Work and Play Aren’t Competing Priorities
When I’m working with a client to design a multi-day retreat — especially with a large group — I encourage a balance between work and play that also fosters networking and connection. The people in your retreat aren’t just there to produce deliverables. They’re building relationships, strengthening trust, and forming the informal bonds that make collaboration work long after the retreat ends.
The organizations that get this right don’t treat the social and wellness time as optional. They build it into the agenda with the same intentionality they bring to the working sessions.
What I Recommend to Clients
These aren’t services Vianova delivers — they’re recommendations we make during the retreat design process. Your team or event coordinator handles the logistics. We help you think through where these activities fit in the agenda and why.
Start the day with movement. For multi-day sessions, especially with large groups, I recommend some form of wellness-related activity before the meeting starts. A morning yoga session, a group walk, a stretch class — something that gets people out of their heads and into their bodies before the first working session begins. It changes the energy in the room. People arrive more present and more connected than if they’d come straight from breakfast and email.
Use extended breaks intentionally. A mini hike with an extended lunch period gives people time to have the unstructured conversations that don’t happen in the session room. Some of the best relationship-building at a retreat happens on a trail or around a table — not during a breakout exercise. If we have a scheduled early break one day, that’s an opportunity for an activity that recharges the group for the afternoon session.
Match the activity to the group. Not every team wants a boot camp or a kayaking trip. Some groups connect over a shared meal at a local restaurant. Others want something more active. The right choice depends on your team’s culture, the retreat location, and the intensity of the working sessions. I’ve seen clients pair our facilitation with everything from group fitness to wine tastings to guided nature walks — and the common thread isn’t the activity itself. It’s that leadership gave the team permission to step away from the work and connect as people.

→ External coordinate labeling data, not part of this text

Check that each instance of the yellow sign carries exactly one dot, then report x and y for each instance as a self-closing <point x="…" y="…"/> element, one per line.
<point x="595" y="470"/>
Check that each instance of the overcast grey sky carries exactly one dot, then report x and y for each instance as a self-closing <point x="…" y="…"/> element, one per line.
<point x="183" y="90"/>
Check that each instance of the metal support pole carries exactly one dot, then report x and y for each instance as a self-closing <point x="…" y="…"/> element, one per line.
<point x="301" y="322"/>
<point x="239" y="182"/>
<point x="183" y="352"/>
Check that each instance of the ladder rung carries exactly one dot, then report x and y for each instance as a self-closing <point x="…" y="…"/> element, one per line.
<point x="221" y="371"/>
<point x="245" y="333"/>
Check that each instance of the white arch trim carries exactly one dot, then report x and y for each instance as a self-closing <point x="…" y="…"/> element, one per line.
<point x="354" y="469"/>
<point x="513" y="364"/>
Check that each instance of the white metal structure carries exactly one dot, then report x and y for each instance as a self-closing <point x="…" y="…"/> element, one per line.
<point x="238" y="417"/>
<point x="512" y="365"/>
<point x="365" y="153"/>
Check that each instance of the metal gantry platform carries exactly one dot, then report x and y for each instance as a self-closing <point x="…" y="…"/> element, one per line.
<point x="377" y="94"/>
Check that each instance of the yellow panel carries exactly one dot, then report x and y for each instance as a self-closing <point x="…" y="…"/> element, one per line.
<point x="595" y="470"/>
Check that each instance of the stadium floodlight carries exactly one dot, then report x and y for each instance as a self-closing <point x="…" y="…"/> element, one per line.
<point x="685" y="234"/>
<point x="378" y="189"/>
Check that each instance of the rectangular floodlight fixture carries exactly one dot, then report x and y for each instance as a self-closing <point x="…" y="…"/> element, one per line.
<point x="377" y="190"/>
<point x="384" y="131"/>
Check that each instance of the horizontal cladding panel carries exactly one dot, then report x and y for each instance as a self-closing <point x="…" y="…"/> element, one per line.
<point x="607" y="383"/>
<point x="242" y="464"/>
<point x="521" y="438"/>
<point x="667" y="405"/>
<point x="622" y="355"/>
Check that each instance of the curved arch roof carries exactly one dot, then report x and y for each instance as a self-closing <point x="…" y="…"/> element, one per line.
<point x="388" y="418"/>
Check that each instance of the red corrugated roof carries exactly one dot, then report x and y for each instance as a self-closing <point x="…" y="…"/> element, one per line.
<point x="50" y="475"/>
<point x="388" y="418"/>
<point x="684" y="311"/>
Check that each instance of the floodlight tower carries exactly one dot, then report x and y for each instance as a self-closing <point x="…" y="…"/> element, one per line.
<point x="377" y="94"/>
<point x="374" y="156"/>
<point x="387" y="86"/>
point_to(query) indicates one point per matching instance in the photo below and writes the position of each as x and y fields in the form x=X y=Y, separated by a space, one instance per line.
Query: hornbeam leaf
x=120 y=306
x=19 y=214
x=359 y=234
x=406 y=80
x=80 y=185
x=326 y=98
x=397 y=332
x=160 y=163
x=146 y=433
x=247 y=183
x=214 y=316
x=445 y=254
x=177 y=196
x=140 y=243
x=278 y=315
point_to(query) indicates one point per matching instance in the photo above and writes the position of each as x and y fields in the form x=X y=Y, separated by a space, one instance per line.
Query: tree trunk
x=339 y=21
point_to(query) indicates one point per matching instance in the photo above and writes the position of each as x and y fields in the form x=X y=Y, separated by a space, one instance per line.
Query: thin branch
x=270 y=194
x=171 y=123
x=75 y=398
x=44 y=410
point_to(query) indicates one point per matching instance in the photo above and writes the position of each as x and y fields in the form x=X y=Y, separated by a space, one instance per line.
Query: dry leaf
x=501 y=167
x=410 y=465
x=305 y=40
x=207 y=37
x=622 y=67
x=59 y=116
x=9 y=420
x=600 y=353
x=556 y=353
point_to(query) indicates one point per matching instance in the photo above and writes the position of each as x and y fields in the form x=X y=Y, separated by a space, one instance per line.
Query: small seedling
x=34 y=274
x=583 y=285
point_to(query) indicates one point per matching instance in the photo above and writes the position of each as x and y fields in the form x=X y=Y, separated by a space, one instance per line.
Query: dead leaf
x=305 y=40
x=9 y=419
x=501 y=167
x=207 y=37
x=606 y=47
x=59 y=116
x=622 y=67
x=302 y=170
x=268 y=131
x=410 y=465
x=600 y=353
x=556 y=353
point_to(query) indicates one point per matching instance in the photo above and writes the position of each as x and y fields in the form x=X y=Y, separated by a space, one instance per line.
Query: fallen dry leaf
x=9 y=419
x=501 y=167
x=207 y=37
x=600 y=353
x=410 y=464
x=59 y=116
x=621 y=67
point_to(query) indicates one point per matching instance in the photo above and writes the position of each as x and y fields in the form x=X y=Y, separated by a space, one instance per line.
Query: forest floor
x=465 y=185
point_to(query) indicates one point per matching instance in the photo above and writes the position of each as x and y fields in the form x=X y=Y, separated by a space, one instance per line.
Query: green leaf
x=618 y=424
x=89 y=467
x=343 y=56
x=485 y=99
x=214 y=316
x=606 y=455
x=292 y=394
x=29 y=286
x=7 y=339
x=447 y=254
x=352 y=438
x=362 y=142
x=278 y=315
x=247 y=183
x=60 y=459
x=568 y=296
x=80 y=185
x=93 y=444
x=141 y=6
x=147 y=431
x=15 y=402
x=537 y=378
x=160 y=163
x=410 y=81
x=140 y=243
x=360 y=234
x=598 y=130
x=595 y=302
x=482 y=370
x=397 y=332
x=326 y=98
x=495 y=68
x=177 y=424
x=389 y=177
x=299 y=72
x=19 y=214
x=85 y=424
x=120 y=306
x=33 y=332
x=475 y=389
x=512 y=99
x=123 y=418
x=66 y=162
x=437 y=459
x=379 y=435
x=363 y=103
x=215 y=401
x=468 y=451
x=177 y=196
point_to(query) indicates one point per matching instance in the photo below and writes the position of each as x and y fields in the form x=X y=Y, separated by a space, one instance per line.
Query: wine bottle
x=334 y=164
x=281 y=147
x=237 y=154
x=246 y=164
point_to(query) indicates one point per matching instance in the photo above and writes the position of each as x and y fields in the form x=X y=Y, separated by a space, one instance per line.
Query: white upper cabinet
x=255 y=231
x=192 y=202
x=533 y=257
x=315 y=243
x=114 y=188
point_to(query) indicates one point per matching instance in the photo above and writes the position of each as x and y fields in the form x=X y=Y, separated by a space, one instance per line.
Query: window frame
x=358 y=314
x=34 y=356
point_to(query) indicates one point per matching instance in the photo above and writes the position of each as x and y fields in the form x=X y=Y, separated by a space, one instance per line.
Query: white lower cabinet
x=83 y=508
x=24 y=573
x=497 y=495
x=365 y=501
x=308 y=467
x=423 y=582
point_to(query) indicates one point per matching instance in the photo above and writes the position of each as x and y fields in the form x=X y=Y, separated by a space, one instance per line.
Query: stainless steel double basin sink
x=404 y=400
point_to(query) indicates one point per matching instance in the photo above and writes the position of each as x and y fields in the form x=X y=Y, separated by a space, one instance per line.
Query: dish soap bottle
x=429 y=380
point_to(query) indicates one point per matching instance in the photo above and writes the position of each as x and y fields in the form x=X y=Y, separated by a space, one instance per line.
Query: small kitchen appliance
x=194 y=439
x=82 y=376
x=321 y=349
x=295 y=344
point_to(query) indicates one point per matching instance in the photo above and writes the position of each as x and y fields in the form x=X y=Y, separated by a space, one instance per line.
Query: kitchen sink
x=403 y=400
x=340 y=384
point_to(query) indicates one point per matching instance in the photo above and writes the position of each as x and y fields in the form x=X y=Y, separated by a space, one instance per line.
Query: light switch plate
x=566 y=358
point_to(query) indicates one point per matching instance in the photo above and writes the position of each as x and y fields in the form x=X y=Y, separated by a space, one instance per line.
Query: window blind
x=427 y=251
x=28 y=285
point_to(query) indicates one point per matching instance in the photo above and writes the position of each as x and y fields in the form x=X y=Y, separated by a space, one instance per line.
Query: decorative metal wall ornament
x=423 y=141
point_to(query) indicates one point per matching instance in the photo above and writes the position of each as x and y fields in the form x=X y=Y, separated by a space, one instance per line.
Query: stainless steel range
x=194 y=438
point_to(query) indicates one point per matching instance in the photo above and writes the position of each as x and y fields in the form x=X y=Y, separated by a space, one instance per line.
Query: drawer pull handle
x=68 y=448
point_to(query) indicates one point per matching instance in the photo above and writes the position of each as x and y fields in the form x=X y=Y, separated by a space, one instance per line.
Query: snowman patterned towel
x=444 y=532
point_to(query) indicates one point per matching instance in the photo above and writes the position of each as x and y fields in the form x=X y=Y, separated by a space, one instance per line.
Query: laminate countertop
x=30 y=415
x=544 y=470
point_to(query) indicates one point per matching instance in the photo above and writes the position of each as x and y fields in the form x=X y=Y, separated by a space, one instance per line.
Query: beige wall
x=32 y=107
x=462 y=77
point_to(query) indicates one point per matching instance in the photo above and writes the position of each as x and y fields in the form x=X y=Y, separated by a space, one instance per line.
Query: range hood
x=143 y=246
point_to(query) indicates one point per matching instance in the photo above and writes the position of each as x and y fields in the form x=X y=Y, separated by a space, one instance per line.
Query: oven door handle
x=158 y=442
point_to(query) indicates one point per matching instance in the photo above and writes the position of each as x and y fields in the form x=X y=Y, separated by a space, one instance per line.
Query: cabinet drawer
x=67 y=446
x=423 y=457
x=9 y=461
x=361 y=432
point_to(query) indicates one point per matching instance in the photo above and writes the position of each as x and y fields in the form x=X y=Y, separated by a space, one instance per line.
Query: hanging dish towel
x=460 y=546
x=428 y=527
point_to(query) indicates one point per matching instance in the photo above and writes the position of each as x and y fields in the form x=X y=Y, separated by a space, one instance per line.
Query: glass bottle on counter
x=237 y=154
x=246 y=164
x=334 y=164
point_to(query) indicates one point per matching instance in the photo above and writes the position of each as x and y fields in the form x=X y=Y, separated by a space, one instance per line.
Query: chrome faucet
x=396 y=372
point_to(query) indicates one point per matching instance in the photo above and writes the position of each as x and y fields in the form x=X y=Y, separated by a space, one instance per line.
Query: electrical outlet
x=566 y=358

You don’t need a big budget. Some of the most effective connection time I’ve seen costs nothing. A morning walk as a group before the session starts. An extended lunch where people eat together instead of scattering to check email. An early afternoon break where the team steps outside for fresh air. The value comes from the intentionality — building it into the agenda and giving people permission to be present with each other — not from the line item.
Why Wellbeing and Connection Aren’t Extras
Retreats are rare. Most teams get one or two a year at most. That time together is too valuable to spend entirely in a conference room.
When people share an experience outside the session room — even something as simple as a morning walk — they connect differently than they do across a table with laptops open. The informal conversations that happen on a trail or over a meal build the kind of trust and familiarity that doesn’t form in working sessions alone. For larger groups and cross-functional teams, this is especially valuable. People who wouldn’t normally interact in their day-to-day work end up in real conversation. Those connections carry back into the organization.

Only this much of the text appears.